What are the most important lessons that relevant parties (developers, cities, etc) should gain from your Europan experience and your proposal?

That there are lessons to be learned and there is value in the experimental solutions and alternative processes at play in building cities. These prevent generic solutions, and can be accomplished by looking closely and determining what’s already thriving in the location, instead of applying solutions from other contexts. There is great value in experimentation, and added benefits in leaving certain freedoms in the plan. This really works in Vierhavensblok, and could also function well in other places in the city and in the country.

What changes do you want to advocate for in the development of this site and the surrounding area?

The first changes I would advocate for would be the introduction of a more urban scale in this industrial site, by mixing, in the form of alleys, squares, and streets. Key connections should be created on site using the existing infrastructure, and linking it to surrounding areas, for example: Marconiplein, and Dakpark. This helps to create high quality pedestrian spaces where mixed-use typologies of working and living can thrive. This must be accomplished in a way that makers and inhabitants can directly benefit from the intersection of these functions. 

To that end, what is missing in the current focus for the area, and how can the intervention effectively address this?

I think it’s what is there now, is great. Workshops are free to function, and makers take ownership and organise themselves in community. However, the current focus is mostly on adding densifying the area with new housing. There is not enough attention on how existing workshops and new residential functions can come together. More time should be spent on studying how these can be combined, and function within the scale of the architecture and the urban spaces. 

Can the development of this particular site and area serve as an example to similar contexts in the Netherlands?

Yes, and to that end, I’m also conducting research on mixed typologies and how living and workshops can coexist in a city. It’s still an area of growth as to how to do this effectively in multiple sites in the Netherlands, for example in Eindhoven, and Amsterdam, as far as the transformation of post-industrial sites to housing and mixed-use developments is concerned. There remains an ongoing question as to how to mix housing and working; there are not so many examples that I’m aware of.  Also in Rotterdam there are many sites where this question becomes relevant. 

For example, in Rotterdam’s new development for Zoho, no one wants to sacrifice existing mixed-use qualities and the ad hoc makers and artists ateliers. There must be a way to integrate this with the housing above. There are so many examples where transformation is completed, but these often leave little space for informality and freedom for the users.
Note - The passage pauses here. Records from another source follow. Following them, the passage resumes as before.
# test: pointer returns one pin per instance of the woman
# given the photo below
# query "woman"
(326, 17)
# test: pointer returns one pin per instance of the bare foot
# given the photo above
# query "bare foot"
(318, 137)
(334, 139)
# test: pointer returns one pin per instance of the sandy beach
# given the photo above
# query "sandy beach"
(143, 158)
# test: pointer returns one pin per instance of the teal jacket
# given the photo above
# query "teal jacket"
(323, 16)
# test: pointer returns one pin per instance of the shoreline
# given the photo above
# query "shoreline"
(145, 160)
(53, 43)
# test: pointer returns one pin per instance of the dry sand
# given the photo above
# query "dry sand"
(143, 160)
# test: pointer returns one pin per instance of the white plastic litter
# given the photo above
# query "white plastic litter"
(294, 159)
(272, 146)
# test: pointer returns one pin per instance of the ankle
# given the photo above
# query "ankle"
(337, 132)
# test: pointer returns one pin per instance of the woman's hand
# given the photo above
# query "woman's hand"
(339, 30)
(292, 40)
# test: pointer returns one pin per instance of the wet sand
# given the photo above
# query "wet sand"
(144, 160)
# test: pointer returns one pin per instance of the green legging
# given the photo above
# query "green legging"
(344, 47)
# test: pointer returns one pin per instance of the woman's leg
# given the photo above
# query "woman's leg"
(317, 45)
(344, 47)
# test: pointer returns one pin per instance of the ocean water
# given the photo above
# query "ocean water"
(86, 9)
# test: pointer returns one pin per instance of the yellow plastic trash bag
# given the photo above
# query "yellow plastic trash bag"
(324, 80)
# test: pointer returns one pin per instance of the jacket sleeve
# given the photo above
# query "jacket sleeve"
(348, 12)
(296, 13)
Instead, they link new developments to the industrial past in a superficial way, without assuring the same qualities of interactions. There is valuable freedom in undeveloped sites and as soon as you develop in a standard way without allowing experimentation, you lose these qualities. You lose diversity, and it’s extremely important to understand how we can best preserve it. 
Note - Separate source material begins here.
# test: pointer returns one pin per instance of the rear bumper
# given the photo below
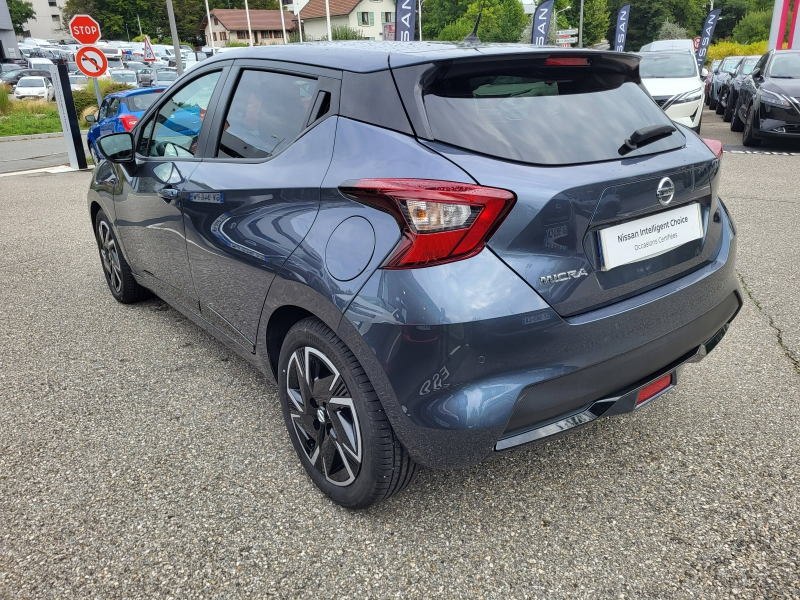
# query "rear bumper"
(466, 357)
Multi-level clusters consisting of workshops, housing, and shared functions

Visualisation: Izabela Slodka (a 3D printed model of a part of the Makers’ Maze plan illustrates the concept of creating multi-level clusters consisting of workshops, housing and shared functions. These volumes create a series of diverse public and semi-public outdoor spaces situated on multiple levels of the plan).

Vierhavensblok winner, Makers’ Maze

image of izabela slodka

Izabela Slodka

studied in Cracow, Poland and at Delft University of Technology, where she received her master’s degree in 2016. Her project “Collage and Continuity” was nominated for Young Talent Architecture Award – part of the European Union Prize for Contemporary Architecture – Mies van der Rohe Award, organised by the Fundació Mies van der Rohe. After winning the Europan 15 competition in 2019 with her proposal Makers’ Maze, she founded her own studio, Studio Iza Slodka.